Mr Bachtiar and Mr Yusuf co-founded the National Movement to Support the MUI Religious Edict, which helped mobilise nearly one million protesters.

Mr Tengku is a close associate of Mr Rizieq Shihab, founder of the Islamic Defenders Front, the organisation that was instrumental in driving the rallies.

He is also a controversial preacher known for fiery polemical rhetoric condemning women and numerous religious minorities.

While these controversial Islamist clerics and preachers were removed from MUI’s national board, several clerics known for their moderate viewpoints were appointed.

This includes Mr Masdar Mas'udi, a long-time NU activist and close associate of the late former Indonesian president Abdurrahman Wahid, NU chairman from 1984 to 1999, widely known for his progressive views.

Other new board members, such as Mr Dadang Kahmad and Mr Sudarnoto Abdul Hakim (both from Muhammadiyah), are widely considered moderate, even progressive Islamic thinkers.
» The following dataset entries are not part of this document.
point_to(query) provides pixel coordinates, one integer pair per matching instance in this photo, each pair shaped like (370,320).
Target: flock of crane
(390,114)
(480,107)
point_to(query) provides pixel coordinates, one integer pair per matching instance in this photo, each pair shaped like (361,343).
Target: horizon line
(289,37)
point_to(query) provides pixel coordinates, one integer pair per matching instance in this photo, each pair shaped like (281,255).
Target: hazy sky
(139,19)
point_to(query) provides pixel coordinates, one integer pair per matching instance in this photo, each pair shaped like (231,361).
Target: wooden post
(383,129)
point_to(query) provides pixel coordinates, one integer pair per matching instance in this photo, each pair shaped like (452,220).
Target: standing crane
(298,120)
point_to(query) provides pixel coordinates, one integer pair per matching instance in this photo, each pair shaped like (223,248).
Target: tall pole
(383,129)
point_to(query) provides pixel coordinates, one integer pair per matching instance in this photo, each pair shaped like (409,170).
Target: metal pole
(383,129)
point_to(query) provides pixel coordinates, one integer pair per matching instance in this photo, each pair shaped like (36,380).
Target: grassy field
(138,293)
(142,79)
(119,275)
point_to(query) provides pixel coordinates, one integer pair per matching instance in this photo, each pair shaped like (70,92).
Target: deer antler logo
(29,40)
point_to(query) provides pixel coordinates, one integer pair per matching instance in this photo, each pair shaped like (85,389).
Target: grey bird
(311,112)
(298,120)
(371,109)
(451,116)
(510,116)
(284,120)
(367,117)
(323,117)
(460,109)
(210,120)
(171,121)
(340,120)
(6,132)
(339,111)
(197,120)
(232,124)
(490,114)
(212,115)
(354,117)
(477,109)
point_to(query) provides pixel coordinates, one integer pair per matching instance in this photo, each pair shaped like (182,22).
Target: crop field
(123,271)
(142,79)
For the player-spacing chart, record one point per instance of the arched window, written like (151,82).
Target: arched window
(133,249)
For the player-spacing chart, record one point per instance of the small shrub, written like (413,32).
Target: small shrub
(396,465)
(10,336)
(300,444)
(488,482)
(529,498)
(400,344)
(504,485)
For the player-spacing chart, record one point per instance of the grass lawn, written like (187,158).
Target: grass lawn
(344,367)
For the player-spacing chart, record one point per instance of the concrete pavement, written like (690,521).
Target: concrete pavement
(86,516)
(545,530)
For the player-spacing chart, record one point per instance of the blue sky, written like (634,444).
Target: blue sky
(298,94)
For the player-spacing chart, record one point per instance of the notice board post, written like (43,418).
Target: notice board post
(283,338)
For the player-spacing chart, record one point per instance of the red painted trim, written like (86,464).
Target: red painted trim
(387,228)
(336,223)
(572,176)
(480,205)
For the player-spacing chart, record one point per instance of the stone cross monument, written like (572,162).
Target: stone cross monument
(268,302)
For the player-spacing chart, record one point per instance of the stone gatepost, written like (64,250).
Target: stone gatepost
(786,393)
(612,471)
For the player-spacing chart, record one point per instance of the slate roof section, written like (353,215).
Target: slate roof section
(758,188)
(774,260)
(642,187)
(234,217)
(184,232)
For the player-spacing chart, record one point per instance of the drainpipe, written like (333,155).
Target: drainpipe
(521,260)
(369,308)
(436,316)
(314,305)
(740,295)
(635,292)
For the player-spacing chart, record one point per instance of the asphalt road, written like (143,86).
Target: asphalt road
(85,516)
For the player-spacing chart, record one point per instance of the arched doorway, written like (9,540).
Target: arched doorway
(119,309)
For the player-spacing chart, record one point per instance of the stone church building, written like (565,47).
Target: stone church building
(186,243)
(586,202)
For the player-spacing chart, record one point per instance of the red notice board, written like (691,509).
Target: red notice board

Will the leadership change within the MUI make any difference in its position on various religious and social issues?

Given the new MUI leadership desires cooperation with the Widodo administration, it is expected that they will be receptive to government policy priorities.

The new fatwa proactively declaring Covid-19 vaccines to be halal, paving the way for distribution without facing religious objection, is a step in that direction.

But when it comes to marginalised minorities, we can expect the new MUI leadership to retain their conservative standing.

Mainstream Islamic clerics — including those within MUI — tend to share a conservative orthodoxy in their religious interpretation toward these groups. EAST ASIA FORUM

 

ABOUT THE AUTHOR:

Alexander R Arifianto is a research fellow of the Indonesia Programme at the S Rajaratnam School of International Studies, Nanyang Technological University, Singapore.